Patients were weaned to minimal mechanical ventilator support and underwent a 20-min room air-continuous positive airway pressure preextubation trial (FIO2 = 0.21, continuous positive airway pressure = 5 cm H2O [0.5 kPa]). When passed (PaO2 >/= 55 torr [>/= 7.3 kPa], PaCO2 </= 45 torr [</= 6.0 kPa] with prior eucapnea, arterial pH >/= 7.35, respiratory rate </= 30 breaths/min), extubation followed. If patients failed due to hypoxia, ventilatory support resumed. If tachypnea was the reason for failure, work of breathing was measured. If patient work of breathing was </= 1.1 joule/L, extubation proceeded despite tachypnea. If patient work of breathing was > 1.1 joule/L, imposed work of breathing was measured, and if residual "physiologic" work of breathing (patient work of breathing minus imposed work of breathing) was </= 0.8 joule/L, patients were extubated.

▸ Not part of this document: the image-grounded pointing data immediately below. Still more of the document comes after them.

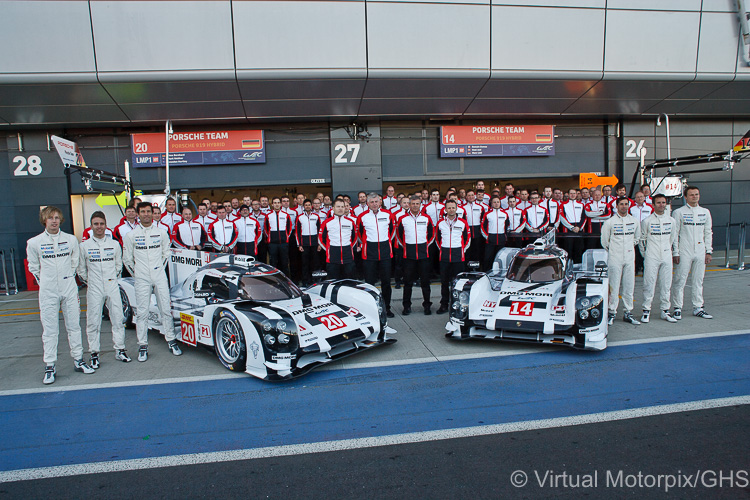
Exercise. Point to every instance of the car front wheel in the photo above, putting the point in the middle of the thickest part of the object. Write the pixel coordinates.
(229, 341)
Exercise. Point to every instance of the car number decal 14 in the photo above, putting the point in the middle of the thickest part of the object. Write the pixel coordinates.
(521, 308)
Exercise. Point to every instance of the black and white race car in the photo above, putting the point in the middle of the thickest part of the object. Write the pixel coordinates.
(534, 294)
(260, 322)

MEASUREMENTS AND MAIN RESULTS

Of 589 extubations, 105 (18%) were classified as false negatives based on a preextubation rate of > 30 breaths/min. Of these, 97 were successfully extubated despite tachypnea ranging from 32 to 56 breaths/min, when combined with either a patient work of breathing </= 1.1 joule/L or physiologic work of breathing </= 0.8 joule/L. The rate of extubation failure within 72 hours was 7.8% (8/105) in the tachypneaic group, compared with 7.9% (38/484) for those patients with a respiratory rate of </= 30 breaths/min. Some of the stimulus for the tachypnea was possibly due to increased imposed work of breathing, as the increased respiratory rate usually abated within 18 hrs after extubation. The reliance on a respiratory rate of </= 30 breaths/min as an absolute preextubation criterion would have resulted in a sensitivity of 82%, a specificity of 17%, a positive predictive value of 92%, a negative predictive value of 8%, and an overall accuracy of 77%. The average duration of mechanical ventilation during the study period decreased by 2 days, from 8.6 to 6.3 days (p=.03).

CONCLUSIONS

Tachypnea as a marker of respiratory distress is sensitive, but is not sufficiently specific to be used as a criterion in preextubation trials. Reliance on tachypnea as a preextubation trial failure criterion is likely to prolong intubation and ventilatory support for a large number of patients. Patient risks, determined by the extubation failures and reintubation rate, are the same.

摘要

目的

人们越来越意识到呼吸做功增加会导致明显的通气依赖。本研究评估了在室内空气 - 5 cm H₂O 持续气道正压、自主呼吸、拔管前试验期间,呼吸急促作为通气衰竭指标与呼吸做功增加相关时的影响。

设计

前瞻性、描述性、为期1年的数据收集。

地点

大学医院创伤重症监护病房(ICU)。

患者

存活至出院的机械通气创伤ICU患者。

干预

患者撤机至最低机械通气支持水平,并进行20分钟的室内空气 - 持续气道正压拔管前试验(吸入氧分数 = 0.21,持续气道正压 = 5 cm H₂O [0.5 kPa])。试验通过(动脉血氧分压≥55 托 [≥7.3 kPa],动脉血二氧化碳分压≤45 托 [≤6.0 kPa] 且之前呼吸正常,动脉血pH值≥7.35,呼吸频率≤30次/分钟)后进行拔管。如果患者因缺氧失败,则恢复通气支持。如果呼吸急促是失败原因,则测量呼吸做功。如果患者呼吸做功≤1.1焦耳/升,尽管呼吸急促仍进行拔管。如果患者呼吸做功>1.1焦耳/升,则测量呼吸附加功,如果残余“生理”呼吸功(患者呼吸功减去呼吸附加功)≤0.8焦耳/升,则对患者进行拔管。

测量指标及主要结果

在589次拔管中,105次(18%)因拔管前呼吸频率>30次/分钟被归类为假阴性。其中,97例尽管呼吸急促(呼吸频率为32至56次/分钟),但结合患者呼吸功≤1.1焦耳/升或生理呼吸功≤0.8焦耳/升,成功进行了拔管。呼吸急促组72小时内的拔管失败率为7.8%(8/105),而呼吸频率≤30次/分钟的患者为7.9%(38/484)。呼吸急促的部分原因可能是呼吸附加功增加,因为呼吸频率增加通常在拔管后18小时内缓解。将呼吸频率≤30次/分钟作为绝对的拔管前标准,其敏感性为82%,特异性为17%,阳性预测值为92%,阴性预测值为8%,总体准确率为77%。研究期间机械通气的平均持续时间从8.6天减少到6.3天,减少了2天(p = 0.03)。

结论

呼吸急促作为呼吸窘迫的标志物是敏感的,但特异性不足以作为拔管前试验的标准。将呼吸急促作为拔管前试验失败标准可能会延长大量患者的插管和通气支持时间。由拔管失败和再插管率决定的患者风险是相同的。